Diantara bentuk-bentuk (Syirik Akbar ini) ialah: Berdo'a kepada orang mati, kepada berhala-berhala, memohon pertolongan dari mereka, bernadzar untuk mereka, menyembelih untuk mereka dan sebagainya.

Syirik Ashghar ialah: (Perbuatan) yang penamaan-nya ditetapkan oleh nash-nash Al-Qur'an dan As-Sunnah sebagai syirik, akan tetapi tidak termasuk jenis syirik akbar; seperti : Riya' dalam beberapa perbuatan, bersumpah dengan selain Allah, ucapan "Masya Allah wa sya'a Fulan" (Apa yang dikehendaki Allah dan dikehendaki Fulan) dan sebagainya.

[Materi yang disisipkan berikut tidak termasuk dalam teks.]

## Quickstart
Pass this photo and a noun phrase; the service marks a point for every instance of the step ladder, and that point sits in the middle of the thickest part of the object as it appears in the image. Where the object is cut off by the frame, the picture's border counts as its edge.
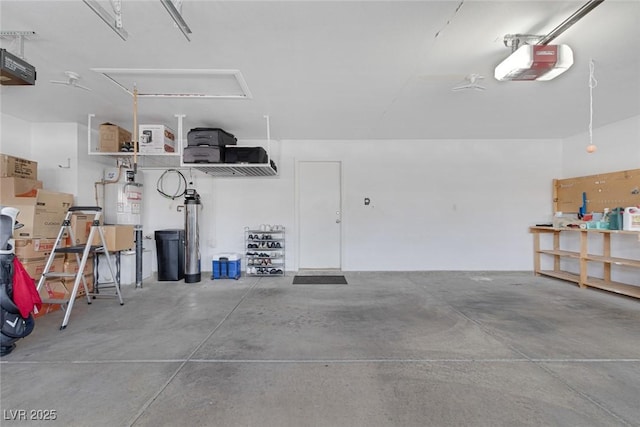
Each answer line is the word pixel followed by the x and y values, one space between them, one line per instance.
pixel 81 253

Berdasarkan sabda Rasulullah صلي الله عليه وسلم:
أَخْوَفُ مَا أَخْوَفُ عَلَيْكُمْ الشِّرْكُ الأَصْغَرُ،فَسُئِلَ عَنْهُ؟ فَقَالَ: الرِّيَاءُ
Sesuatu yang paling aku takutkan (menimpa) kamu adalah Syirik Ashghar. Lalu beliau صلي الله عليه وسلم ditanya tentang (Syirik Ashghar), beliau menjawab: (Ia adalah) Riya'". (Diriwayatkan oleh Imam Ahmad dan Ath-Thabrani serta Al-Baihaqi, dari Mahmud bin Lubaid Al-Anshari رضي الله عنه, dengan sanad yang baik. Diriwayatkan pula oleh Ath-Thabrani dengan beberapa sanad yang baik dari Mahmud bin Lubaid, dari Rafi' bin Khudaij, dari Nabi صلي الله عليه وسلم.)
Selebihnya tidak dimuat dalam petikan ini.